Charles Tallinger, LEED AP

The environmental due diligence required for loans that will be securitized into commercial mortgage backed securities (CMBS) does not differ much from that required by most other types of lenders. This consists of a Phase I Environmental Site Assessment (ESA) that meets the requirements of the American Society for Testing and Materials (“ASTM”) and is conducted by a reputable environmental consultant. In most cases the report must have been conducted within 12 months of loan origination.

Where CMBS is unique is in the way that it treats issues identified in Phase I ESA reports. The loan level representations & warranties provide us with the framework that must be followed. Historically, environmental issues have been triggered by material noncompliance with environmental laws or the existence of a recognized environmental condition (REC) as indicated in the Phase I ESA. More recently, however, some additional triggers have been added to certain representations and warranties that include environmental conditions (or any successor provision to the Phase I ESA) or the need for further investigation even if there is no REC. When any of the above triggers are identified in the Phase I ESA for CMBS projects, then one of the following statements must be true:

  • 125% to 150% of the funds reasonably estimated by a reputable environmental consultant to be sufficient to cover the estimated cost to cure any material noncompliance with applicable environmental laws or the environmental condition has been escrowed by the related mortgagor and is held by the related lender;
  • If the only environmental condition relates to the presence of asbestos-containing materials and the Phase 1 only recommends the implementation of an O&M Plan then such a plan has been implemented by the mortgagor;
  •  The environmental condition identified in the Phase 1 has been remediated or abated and a no further action or closure letter has been obtained from the applicable governmental regulatory authority (or the environmental issue affecting the related mortgaged property was otherwise listed by such governmental authority as “closed”);
  •  An environmental policy or a lender’s pollution legal liability insurance policy that covers the liability for the identified circumstance or condition was obtained;
  •  A party not related to the mortgagor was identified as the responsible party for such condition or circumstance and the loan seller has reasonably estimated that the responsible party has financial resources adequate to address the situation; or
  •  A party related to the mortgagor having financial resources reasonably estimated to be adequate to address the situation is required to take action.
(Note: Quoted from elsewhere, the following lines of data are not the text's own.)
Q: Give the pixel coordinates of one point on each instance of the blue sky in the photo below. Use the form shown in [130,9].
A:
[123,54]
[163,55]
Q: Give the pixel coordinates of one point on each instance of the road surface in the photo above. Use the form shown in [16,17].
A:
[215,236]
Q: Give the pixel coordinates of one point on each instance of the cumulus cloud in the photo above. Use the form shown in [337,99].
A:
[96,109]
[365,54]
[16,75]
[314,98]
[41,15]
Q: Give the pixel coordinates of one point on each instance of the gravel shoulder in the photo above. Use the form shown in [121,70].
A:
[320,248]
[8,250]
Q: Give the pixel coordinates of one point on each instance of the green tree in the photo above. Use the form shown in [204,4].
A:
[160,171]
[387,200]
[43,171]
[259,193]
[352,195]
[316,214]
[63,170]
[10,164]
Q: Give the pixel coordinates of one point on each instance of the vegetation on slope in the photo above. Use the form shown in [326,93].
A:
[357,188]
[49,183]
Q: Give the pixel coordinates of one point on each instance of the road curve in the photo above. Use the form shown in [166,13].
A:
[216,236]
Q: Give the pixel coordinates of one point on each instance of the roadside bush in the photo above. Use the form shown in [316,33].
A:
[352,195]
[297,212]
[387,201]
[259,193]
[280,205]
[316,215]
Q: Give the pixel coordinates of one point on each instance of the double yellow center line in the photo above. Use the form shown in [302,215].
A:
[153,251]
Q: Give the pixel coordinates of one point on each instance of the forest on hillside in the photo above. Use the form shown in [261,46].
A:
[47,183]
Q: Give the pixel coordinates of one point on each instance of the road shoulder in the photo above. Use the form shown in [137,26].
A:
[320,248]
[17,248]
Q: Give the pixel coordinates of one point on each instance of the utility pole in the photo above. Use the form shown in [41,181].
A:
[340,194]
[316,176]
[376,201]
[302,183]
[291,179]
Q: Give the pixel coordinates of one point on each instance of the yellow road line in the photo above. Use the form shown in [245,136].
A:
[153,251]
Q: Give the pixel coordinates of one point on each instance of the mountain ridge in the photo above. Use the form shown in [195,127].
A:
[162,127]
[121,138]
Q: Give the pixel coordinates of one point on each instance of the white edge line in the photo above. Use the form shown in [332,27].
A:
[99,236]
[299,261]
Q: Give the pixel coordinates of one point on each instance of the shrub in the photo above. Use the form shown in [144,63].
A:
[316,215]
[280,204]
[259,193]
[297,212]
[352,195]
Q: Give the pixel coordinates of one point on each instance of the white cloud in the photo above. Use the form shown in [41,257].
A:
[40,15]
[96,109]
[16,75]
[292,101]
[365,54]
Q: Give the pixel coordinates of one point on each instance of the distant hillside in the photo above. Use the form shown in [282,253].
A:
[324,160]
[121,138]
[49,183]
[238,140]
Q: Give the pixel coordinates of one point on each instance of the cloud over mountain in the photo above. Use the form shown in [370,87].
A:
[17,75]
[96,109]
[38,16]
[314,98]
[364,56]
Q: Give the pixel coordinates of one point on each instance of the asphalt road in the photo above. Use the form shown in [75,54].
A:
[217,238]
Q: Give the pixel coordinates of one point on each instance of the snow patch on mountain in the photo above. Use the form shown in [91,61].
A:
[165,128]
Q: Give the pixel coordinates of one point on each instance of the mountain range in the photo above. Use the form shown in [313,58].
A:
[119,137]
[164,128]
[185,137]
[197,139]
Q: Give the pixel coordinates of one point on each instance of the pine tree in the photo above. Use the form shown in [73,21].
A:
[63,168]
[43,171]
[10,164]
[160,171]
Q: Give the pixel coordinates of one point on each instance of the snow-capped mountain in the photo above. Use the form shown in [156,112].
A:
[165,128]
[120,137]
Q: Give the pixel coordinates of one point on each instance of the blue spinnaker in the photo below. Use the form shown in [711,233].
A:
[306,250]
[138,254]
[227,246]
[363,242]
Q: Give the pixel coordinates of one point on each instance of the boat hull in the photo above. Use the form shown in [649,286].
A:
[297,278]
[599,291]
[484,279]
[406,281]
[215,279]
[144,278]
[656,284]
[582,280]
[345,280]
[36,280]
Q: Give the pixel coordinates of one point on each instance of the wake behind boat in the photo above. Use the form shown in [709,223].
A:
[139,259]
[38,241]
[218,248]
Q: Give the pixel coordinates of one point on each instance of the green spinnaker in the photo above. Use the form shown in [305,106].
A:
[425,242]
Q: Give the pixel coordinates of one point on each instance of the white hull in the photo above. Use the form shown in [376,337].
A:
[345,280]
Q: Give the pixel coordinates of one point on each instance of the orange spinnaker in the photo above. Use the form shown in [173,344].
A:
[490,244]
I don’t blame you if you didn’t read all of the above bullet points but they are important in that they present options to loan originators and borrowers. Historically if a REC was identified during an ESA then the most likely next step was a Phase II Environmental Site Assessment in which sampling was conducted and if no contamination was identified then the REC would be removed from the Phase I report and none of the above options would be needed.

In the last two years we have seen a significant increase in the number of deals where lenders and borrowers are forgoing a Phase II and going right to either the first bullet point (a 125% – 150% hold back of the cost to cure) or to the third bullet point (environmental insurance). The benefits of these options are that they are faster than conducting a Phase II investigation and they provide certainty of loan closure.

With these two mitigation options coming into the commercial real estate mainstream, some rating agencies have taken notice and are requiring engagement with environmental consultants to provide an Opinion of Probable Cost (OPC) (sometimes also referred to as Cost of Remediation) to confirm that the amount of the hold back or the amount of the environmental insurance policy is adequate to potentially address the identified environmental conditions.

Because the need for an OPC is a relatively new requirement, there is no standard OPC deliverable or framework for scope of assessment/reporting. Some rating agencies require formal letters with a detailed breakout of what the cost estimates are based upon, while other rating agencies require an email with the cost estimate or will accept a cost estimate provided in the executive summary of the ESA. There can be a lot of variability in how the Opinion of Probable Cost is determined and formulated, but the trend is clear that a formal OPC letter is quickly becoming the industry standard.

The OPC presents an opinion based upon the information provided and the experience of the consultant. They are based on many quantifiable and hypothetical scenarios, the uniqueness of the site, and the expertise of the consultant in a variety of environmental remediation techniques. Rating agencies do not hold the opinion of all consultants in the same regard. An OPC report from a well-respected consultant will give a more precise estimate for evaluating liability, planning, budgeting, and potential regulatory compliance. In turn, it will streamline the transaction process and ensure a successful investment.